Après la suspension, Boris Johnson envisage la dissolution du Parlement

LE PARLEMENT BRITANNIQUE NE SE LAISSERA PAS SUSPENDRE SANS COMBAT. Mardi 3 septembre au soir, les membres du parlement ont imposé un camouflet au Premier ministre. Tout le drame s’est joué dans le camp conservateur, malgré les menaces disciplinaires et le chantage, 21 élus conservateurs ont voté une motion permettant de discuter du vote d’une loi ce 4 Septembre qui éviterait une sortie sans accord du Royaume-Uni. Johnson a riposté en annonçant des élections générales anticipées au 14 octobre. Mais il lui faut une majorité des deux-tiers à la Chambre des Communes pour faire adopter, au parlement, sa propre dissolution.

L’issue du vote – 328 contre 301 – n’a surpris personne. Le Premier ministre britannique savait, depuis sa nomination, qu’une vingtaine de MPs conservateurs s’opposerait à sa ligne dure. Il les a accusé de « torpiller les négociations en cours avec l’Union européenne ». Les instances des 27 affirment toujours attendre les propositions de Boris Johnson. Lequel a réduit de 75% le nombre des collaborateurs embauchés par Theresa May sur ce sujet. Pour Boris Johnson, seule la sortie compte.

Contrairement aux précédents clashes dans les rangs conservateurs, Boris Johnson s’est donné les moyens pour faire le ménage au sein du parti. Il ne fait guère de doute que la vingtaine d’élus rebelles, dont deux anciens Chanceliers de l’Echiquier et le petit-fils de Churchill, seront poussés dehors. Quant à l’élu conservateur Phillip Lee qui a attendu que Boris Johnson s’exprime pour quitter les rangs tories et rejoindre les Lib-Dems, il a été désélectionné en Juin dernier par son comité de circonscription. Son baroud d’honneur chez les Libéraux Démocrates ne devrait pas durer. De l’aveu même des Lib Dems, la circonscription est un bastion tory.

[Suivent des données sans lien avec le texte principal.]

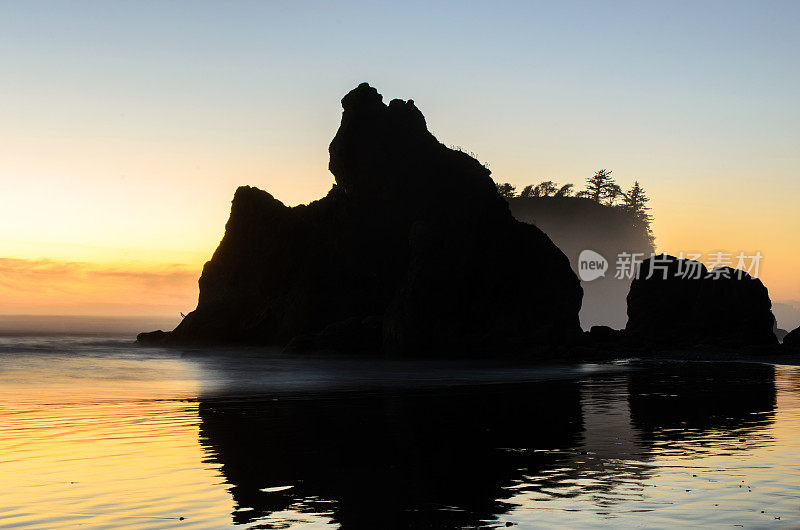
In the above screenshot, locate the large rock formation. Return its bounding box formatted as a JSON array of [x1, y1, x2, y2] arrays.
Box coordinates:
[[140, 84, 582, 355], [508, 197, 655, 329], [625, 254, 778, 346]]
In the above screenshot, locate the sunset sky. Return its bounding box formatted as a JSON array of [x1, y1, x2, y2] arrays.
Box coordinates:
[[0, 1, 800, 315]]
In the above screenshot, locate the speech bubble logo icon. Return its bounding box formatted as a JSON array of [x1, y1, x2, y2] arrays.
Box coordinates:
[[578, 249, 608, 282]]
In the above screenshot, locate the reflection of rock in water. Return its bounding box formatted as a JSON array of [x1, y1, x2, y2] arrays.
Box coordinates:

Battu sans surprise donc, Boris Johnson abat sa dernière carte. Il devrait déposer, dans les prochains jours, une motion visant à l’organisation de nouvelles élections générales. Avec un slogan de campagne bien rodé, « moi ou le remain ». Il entend proposer une alternative simple : « le respect de la démocratie » ou le chaos provoqué par une opposition hétéroclite qui ne veut que bloquer le mandat du référendum de 2016. Cette élection lui offrirait, en sus, la légitimité et le mandat que ses opposants lui dénient.

Mais parviendra-t-il à réunir les 434 membres du Parlement nécessaires pour que le texte soit adopté ? Ce n’est pas impossible. Le Labour party a accepté le principe d’une élection anticipée si le texte bloquant le no-deal est adopté. Corbyn partage avec Boris Johnson une seule chose : ils sont tous les deux persuadés de gagner le prochain scrutin. Pour l’heure, le Premier ministre mène aux poings dans la course au pouvoir.